OMJ’s claims can be best described as ‘wishful history.’ Or, to use a line from Faiz: ‘It wasn’t so; I had only wished it were so.’ Unfortunately, that habit seems to have become very common among sub-continental Muslims, particularly those who feel secure in the knowledge that no better-informed non-Muslim would read them and then raise uncomfortable questions. It was not always the case. Certainly not before 1947. Also, no Urdu newspaper then would have allowed OMJ to quote Iqbal incorrectly. The first line as Iqbal wrote it is: mullā ko jo hai hind meñ sajde kī ijāzat. The error is slight. The shame of it is the fact that a well-established Urdu newspaper in Pakistan did not have anyone on its staff who could catch the error and correct it. (The verse remains uncorrected on the Internet.)
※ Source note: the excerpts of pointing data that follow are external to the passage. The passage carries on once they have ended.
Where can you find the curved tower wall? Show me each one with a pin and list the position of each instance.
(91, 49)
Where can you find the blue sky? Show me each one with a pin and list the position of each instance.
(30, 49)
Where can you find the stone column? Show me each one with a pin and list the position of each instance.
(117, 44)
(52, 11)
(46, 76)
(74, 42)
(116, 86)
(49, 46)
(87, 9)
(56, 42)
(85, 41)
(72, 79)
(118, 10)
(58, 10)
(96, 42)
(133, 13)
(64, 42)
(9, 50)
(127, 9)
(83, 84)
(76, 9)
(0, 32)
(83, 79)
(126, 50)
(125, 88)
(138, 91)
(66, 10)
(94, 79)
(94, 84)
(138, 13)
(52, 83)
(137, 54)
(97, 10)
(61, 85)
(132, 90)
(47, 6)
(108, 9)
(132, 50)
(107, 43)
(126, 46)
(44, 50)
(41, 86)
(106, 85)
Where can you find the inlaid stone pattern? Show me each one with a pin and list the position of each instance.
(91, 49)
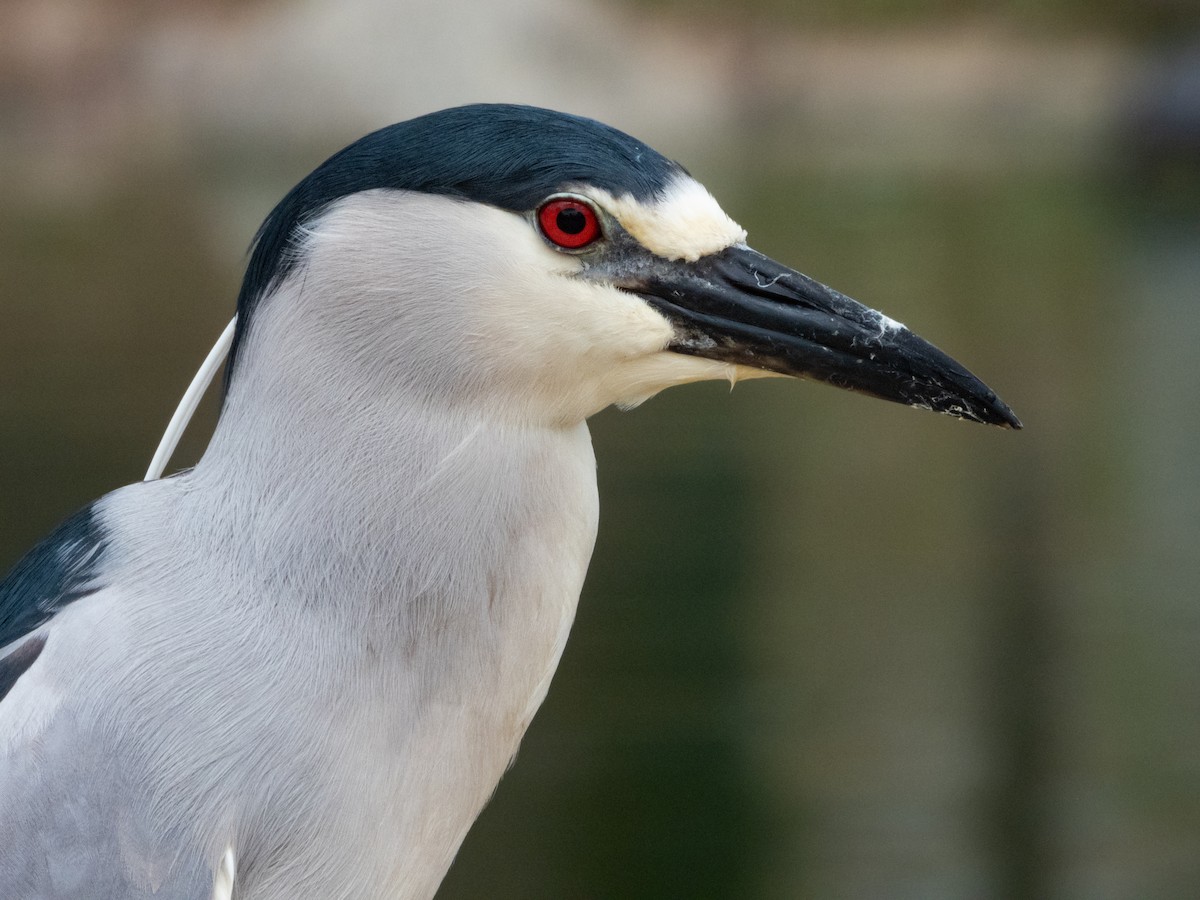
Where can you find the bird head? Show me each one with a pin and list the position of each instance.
(545, 265)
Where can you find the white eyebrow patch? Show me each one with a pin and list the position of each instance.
(685, 222)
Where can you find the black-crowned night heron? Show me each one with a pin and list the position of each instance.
(300, 669)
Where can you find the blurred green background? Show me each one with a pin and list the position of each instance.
(828, 647)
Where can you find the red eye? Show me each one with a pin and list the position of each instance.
(569, 222)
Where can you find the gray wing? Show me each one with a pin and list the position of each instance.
(69, 816)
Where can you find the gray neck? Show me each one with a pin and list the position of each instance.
(426, 559)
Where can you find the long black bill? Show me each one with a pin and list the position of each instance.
(739, 306)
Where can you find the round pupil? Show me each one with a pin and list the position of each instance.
(571, 221)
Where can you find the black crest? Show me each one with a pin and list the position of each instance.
(508, 156)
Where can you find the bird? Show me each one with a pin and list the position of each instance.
(301, 666)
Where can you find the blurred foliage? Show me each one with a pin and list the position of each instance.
(1156, 19)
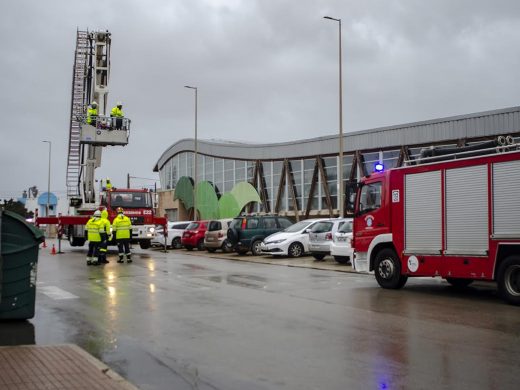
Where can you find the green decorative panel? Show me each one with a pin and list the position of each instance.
(228, 206)
(184, 191)
(207, 201)
(245, 193)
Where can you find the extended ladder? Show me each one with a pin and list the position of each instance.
(76, 111)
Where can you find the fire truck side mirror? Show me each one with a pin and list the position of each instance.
(351, 192)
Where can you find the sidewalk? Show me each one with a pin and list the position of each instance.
(55, 367)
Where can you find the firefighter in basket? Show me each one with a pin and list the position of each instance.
(123, 231)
It is depressing that an evidently earnest and sincere young person like Osama Sajid could not find a more reliable mentor than OMJ. OMJ and his kind are a lost cause, but Sajid and thousands of others like him in South Asia, male and female, are not. To them I can offer only one advice. Please take some time out to read just two books, one in English the other in Urdu, before reading anything concerning the history of Muslim South Asia published in the last four decades.

1. Studies in Islamic Culture in the Indian Environment by Aziz Ahmad, first published in 1964. In less than 300 pages it will bring to your attention all the major issues, together with a useful bibliography.

2. The three-volume intellectual history by Shaikh Muhammad Ikram—Āb-i-Kausar; Rūd-i-Kausar; Mauj-i-Kausar—whose final revised version came out in the 1960s. There is also an English version of the latter, but better to read the original.

The two books are richly informative, fair and balanced, and do not indulge in wishful inventions of the kind that OMJ and others shamelessly foist upon their readers in the name of History.